To get from this original coordinate system to the $xy$-coordinate system we used in the analysis, we need to translate $O$ to the origin (in $xy$-space). We do this by writing $x=\tilde{x}-a_0$ and $y=\tilde{y}-b_0$, and now we can unpack our formulas. We started with

\[(u-1)^2+(v-1)^2+2 \alpha u v =1\]

which becomes

\[(\frac{1}{D}(xb_2-ya_2)-1)^2+(\frac{1}{D}(-xb_1+ya_1)-1)^2+2 \alpha \frac{1}{D}(xb_2-ya_2) \frac{1}{D}(-xb_1+ya_1) =1\]

in $xy$-coordinates and

\[\begin{multline} (\frac{1}{D}((\tilde{x}-a_0)b_2-(\tilde{y}-b_0))a_2)-1)^2+(\frac{1}{D}(-(\tilde{x}-a_0)b_1+(\tilde{y}-b_0)a_1)-1)^2+ \\ 2 \alpha \frac{1}{D}((\tilde{x}-a_0)b_2-(\tilde{y}-b_0)a_2) \frac{1}{D}(-(\tilde{x}-a_0)b_1+(\tilde{y}-b_0)a_1)=1. \end{multline}\]
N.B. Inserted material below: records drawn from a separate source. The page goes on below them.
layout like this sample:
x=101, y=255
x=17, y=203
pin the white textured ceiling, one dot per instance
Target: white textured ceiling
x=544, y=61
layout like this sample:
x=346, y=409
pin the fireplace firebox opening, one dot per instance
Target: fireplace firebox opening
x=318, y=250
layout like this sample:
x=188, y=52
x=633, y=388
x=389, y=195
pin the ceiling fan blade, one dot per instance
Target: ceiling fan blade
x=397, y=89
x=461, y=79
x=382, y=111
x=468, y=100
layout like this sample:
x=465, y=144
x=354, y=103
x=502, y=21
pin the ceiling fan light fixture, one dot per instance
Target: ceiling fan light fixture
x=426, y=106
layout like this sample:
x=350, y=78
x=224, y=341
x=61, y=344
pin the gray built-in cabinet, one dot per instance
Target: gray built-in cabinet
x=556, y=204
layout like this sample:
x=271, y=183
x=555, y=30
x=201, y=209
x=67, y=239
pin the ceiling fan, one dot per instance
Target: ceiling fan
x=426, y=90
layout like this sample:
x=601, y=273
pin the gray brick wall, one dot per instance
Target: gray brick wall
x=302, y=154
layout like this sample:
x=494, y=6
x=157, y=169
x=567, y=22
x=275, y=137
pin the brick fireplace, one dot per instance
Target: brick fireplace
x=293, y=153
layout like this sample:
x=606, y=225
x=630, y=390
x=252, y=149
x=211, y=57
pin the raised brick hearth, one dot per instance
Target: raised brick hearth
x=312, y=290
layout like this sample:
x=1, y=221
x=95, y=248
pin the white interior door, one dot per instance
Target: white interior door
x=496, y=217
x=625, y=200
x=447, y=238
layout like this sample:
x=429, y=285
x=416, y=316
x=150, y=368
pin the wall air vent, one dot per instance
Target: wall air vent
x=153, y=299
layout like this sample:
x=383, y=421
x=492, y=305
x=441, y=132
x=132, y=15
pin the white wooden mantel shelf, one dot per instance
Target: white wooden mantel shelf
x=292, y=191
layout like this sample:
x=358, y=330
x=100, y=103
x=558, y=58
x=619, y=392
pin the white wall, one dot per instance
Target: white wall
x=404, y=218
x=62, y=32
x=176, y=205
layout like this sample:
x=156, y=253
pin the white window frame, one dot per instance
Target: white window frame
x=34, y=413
in our very original coordinates. Note that these ellispes have a center at

\[\begin{align*} \vec{x} & =\frac{1}{1+\alpha}\vec{p}_1+\frac{1}{1+\alpha}\vec{p}_2 \\ & = \frac{1}{1+\alpha}[a_1,b_1]+\frac{1}{1+\alpha}[a_2,b_2]\\ & = [\frac{a_1+a_2}{1+\alpha},\frac{b_1+b_2}{1+\alpha}] \end{align*}\]

Eccentricity

The last bit of business is finding the ellipse that has minimal eccentricity. I’m not going to review what eccentricity is because there are ample references for that. (See here or here, for example.) I’m not even going to derive the $\alpha$-value that gives the ellipse with the least eccentricity. This Math Stack Exchange article does that. It’s author says that the $\alpha$-valye that minimizes the ellipse is

\[\begin{align*} \alpha_{min} & = \frac{2 \vec{p}_1 \cdot \vec{p}_2}{|\vec{p}_1|^2+|\vec{p}_2|^2} \\ & = \frac{2 a_1 a_2 + b_1 b_2}{a_1^2+a_2^2+b_1^2+b_2^2}. \end{align*}\]

This value is expressed entirely in terms of data given at the start of the problem. Here is a Desmos workbook that shows the implementation of the above math.

Conclusion

The astute reader will notice that I have not written up what we do in the event that $\ell_1$ and $\ell_2$ are parallel. You can do this yourself, using the narrative in the Math Stack Exchange article as a guide.

Happy computing!

Coda

The above wasn’t helpful to the students. As it turns out, they were given points in 3-space that lie on the path of a moon orbiter, and they wanted to fit a differentiable curve to those points. That’s a very different problem. They ended up using cubic splines to get a differentiable path.